ROUGE Score
ROUGE (Recall-Oriented Understudy for Gisting Evaluation) is a set of metrics used for evaluating automatic summarization and machine translation.
Overview
ROUGE measures the quality of a summary by comparing it to reference summaries created by humans.
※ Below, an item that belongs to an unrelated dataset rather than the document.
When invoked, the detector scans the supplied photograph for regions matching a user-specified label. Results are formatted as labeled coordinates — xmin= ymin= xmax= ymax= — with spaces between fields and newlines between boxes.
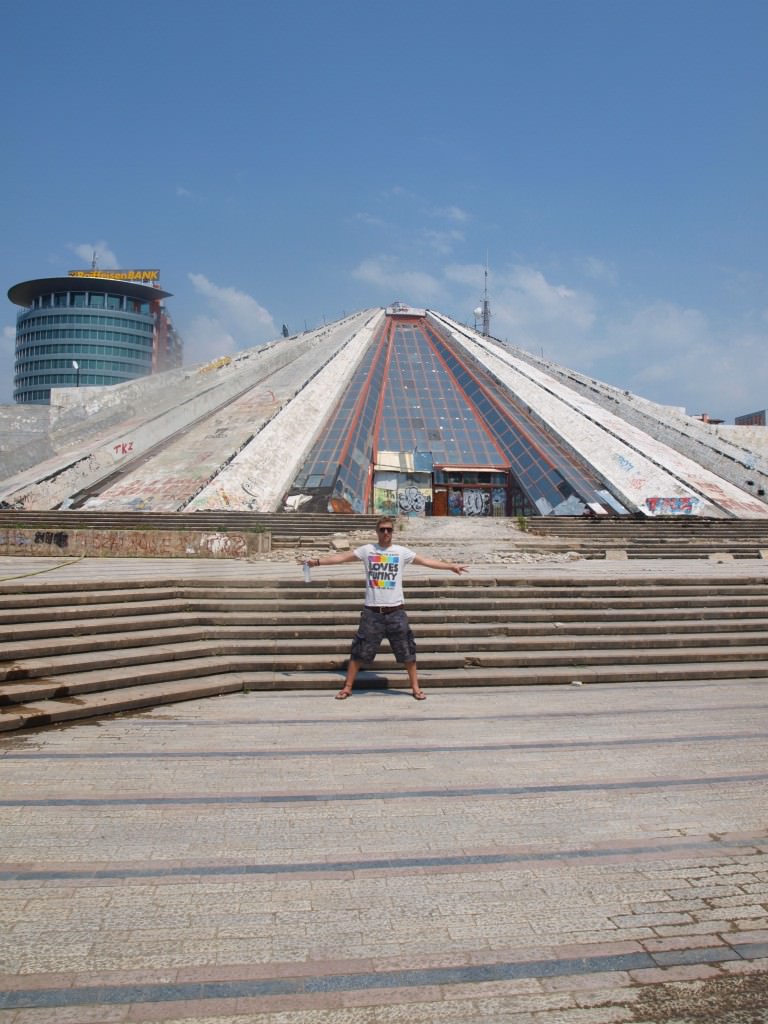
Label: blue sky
xmin=0 ymin=0 xmax=768 ymax=421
It counts the number of overlapping units such as n-grams, word sequences, and word pairs between the generated summary and the reference summaries.
Types of ROUGE
We implement three main ROUGE variants:
- ROUGE-1: Measures unigram (single word) overlap
- ROUGE-2: Measures bigram (two consecutive words) overlap
- ROUGE-L: Measures Longest Common Subsequence (LCS) between texts
For each variant, we calculate:
- Precision: Proportion of n-grams in the generated summary that appear in the reference
- Recall: Proportion of n-grams in the reference that appear in the generated summary
- F1-score: Harmonic mean of precision and recall
Usage Example
from assert_llm_tools.core import evaluate_summary
from assert_llm_tools.utils import add_custom_stopwords
metrics = ["rouge"]
full_text = "full text"
summary = "summary text"
metrics = evaluate_summary(
full_text,
summary,
metrics=metrics,
)
print("\nEvaluation Metrics:")
# ROUGE-1 scores
print(f"ROUGE-1 Precision: {metrics['rouge1_precision']:.4f}")
print(f"ROUGE-1 Recall: {metrics['rouge1_recall']:.4f}")
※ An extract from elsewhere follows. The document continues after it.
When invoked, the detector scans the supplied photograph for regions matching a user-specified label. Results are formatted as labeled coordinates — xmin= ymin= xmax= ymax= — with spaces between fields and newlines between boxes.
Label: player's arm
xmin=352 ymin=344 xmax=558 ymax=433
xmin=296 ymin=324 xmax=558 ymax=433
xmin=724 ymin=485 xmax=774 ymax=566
print(f"ROUGE-1 F1: {metrics['rouge1_f1']:.4f}")
# ROUGE-2 scores
print(f"ROUGE-2 Precision: {metrics['rouge2_precision']:.4f}")
print(f"ROUGE-2 Recall: {metrics['rouge2_recall']:.4f}")
print(f"ROUGE-2 F1: {metrics['rouge2_f1']:.4f}")
# ROUGE-L scores
print(f"ROUGE-L Precision: {metrics['rougeL_precision']:.4f}")
print(f"ROUGE-L Recall: {metrics['rougeL_recall']:.4f}")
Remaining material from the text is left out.